Let’s not overlook that self-reliance deal: Clearly, 21st-century parents are screwing up completely because kids these days are so soft and sensitive and can’t handle the real world. All this “anti-bullying” education and “empathetic parenting” claptrap is just producing a generation of marshmallows.
As it happens, kids these days are also probably the most aware generation ever: they understand the impact of their actions on the world around them – in large part because technology has connected that world in unprecedented ways. Today’s kids care about the environment and are concerned about issues of social justice in ways I never could have dreamed possible in the 1970s and 1980s. They’re more aware of human rights and issues of diversity than any generation before them. They come from a wide range of backgrounds and family units, and so do their friends, and it never occurs to them to think the world should be any other way.
But yeah, we’re screwing them up pretty badly by raising them to be so “sensitive.”
Yeah, yeah, I know. I’m whining. I’ll suck it up. If you’re privileged enough to be facing the kind of questions I’ve detailed above, then you’re living the definition of #firstworldproblems. And let’s face it, none of these issues are new; in its own way, each generation has dealt with all the same challenges.
But you know what’s changed? The fact that every time you turn on your computer, you’re assailed by yet another article or blog post or comment section questioning your choices as a parent and letting you know how you’re basically letting down society by failing to embrace the latest expert wisdom on topic X, Y or Z – or by failing to throw all that expert wisdom out the window and just sending your kid out barefoot to drink Tang in the backyard.
The real truth is, there’s good to be found everywhere. There’s good in finding ways to let your kid live a free-range, carefree summer, and there’s good in family vacations to exotic destinations or weekends in the campground. There’s good in signing your kid up for camp and for singing lessons and for soccer, and there’s good in lazy Saturdays in the backyard. There’s good in letting your kid navigate the world of technology and in turning off the computer to go outside and look for caterpillars. There’s good in intervening to help your child to grow up to be a concerned and caring human being, and there’s good in leaving your child to make his or her own mistakes.
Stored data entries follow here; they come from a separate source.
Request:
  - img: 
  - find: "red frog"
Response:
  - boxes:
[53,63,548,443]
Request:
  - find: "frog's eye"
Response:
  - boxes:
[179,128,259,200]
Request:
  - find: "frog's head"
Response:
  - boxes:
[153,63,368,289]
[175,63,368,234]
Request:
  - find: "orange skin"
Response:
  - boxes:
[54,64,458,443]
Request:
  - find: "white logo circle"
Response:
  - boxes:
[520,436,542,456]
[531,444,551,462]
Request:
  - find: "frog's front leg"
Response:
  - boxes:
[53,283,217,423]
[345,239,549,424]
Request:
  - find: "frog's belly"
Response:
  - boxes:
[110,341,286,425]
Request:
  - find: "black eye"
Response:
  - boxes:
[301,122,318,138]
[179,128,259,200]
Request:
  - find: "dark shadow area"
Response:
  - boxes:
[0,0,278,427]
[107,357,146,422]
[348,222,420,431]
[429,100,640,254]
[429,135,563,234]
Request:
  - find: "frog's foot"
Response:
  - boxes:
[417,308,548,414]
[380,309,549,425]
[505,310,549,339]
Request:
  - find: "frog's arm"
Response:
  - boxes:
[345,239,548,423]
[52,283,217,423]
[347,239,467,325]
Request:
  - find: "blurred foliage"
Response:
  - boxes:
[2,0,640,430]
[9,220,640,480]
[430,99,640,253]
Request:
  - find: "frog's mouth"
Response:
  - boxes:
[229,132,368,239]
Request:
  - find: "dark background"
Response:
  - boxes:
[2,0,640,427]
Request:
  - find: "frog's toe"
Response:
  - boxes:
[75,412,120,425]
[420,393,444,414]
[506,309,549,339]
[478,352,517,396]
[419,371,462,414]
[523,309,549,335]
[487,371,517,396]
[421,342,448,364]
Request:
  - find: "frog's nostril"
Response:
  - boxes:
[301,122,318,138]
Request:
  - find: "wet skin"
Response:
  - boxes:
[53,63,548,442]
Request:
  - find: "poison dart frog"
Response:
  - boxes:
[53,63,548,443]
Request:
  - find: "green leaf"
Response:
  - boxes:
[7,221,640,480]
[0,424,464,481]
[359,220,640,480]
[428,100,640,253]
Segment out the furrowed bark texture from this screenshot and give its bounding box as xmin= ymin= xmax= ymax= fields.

The trick is in finding the balance that works for you and for your family. And in knowing that, no matter what path you choose, two facts will always be true:
1. Someone will find something to criticize about your choices.
2. It doesn’t matter at all, because it’s your kid and your life, and you wouldn’t have it any other way.
So, yes, I’m going to keep allowing screen time and my kid is going to be programmed sometimes and coddled sometimes and overprotected sometimes. And I’m most definitely not going to live like it’s 1982. (I mean, seriously people, check the hair. The glasses. Would you go back there?)
Because it’s 2016. And this is the life we’re living.
And you know what? It’s pretty awesome, and we’re doing just fine.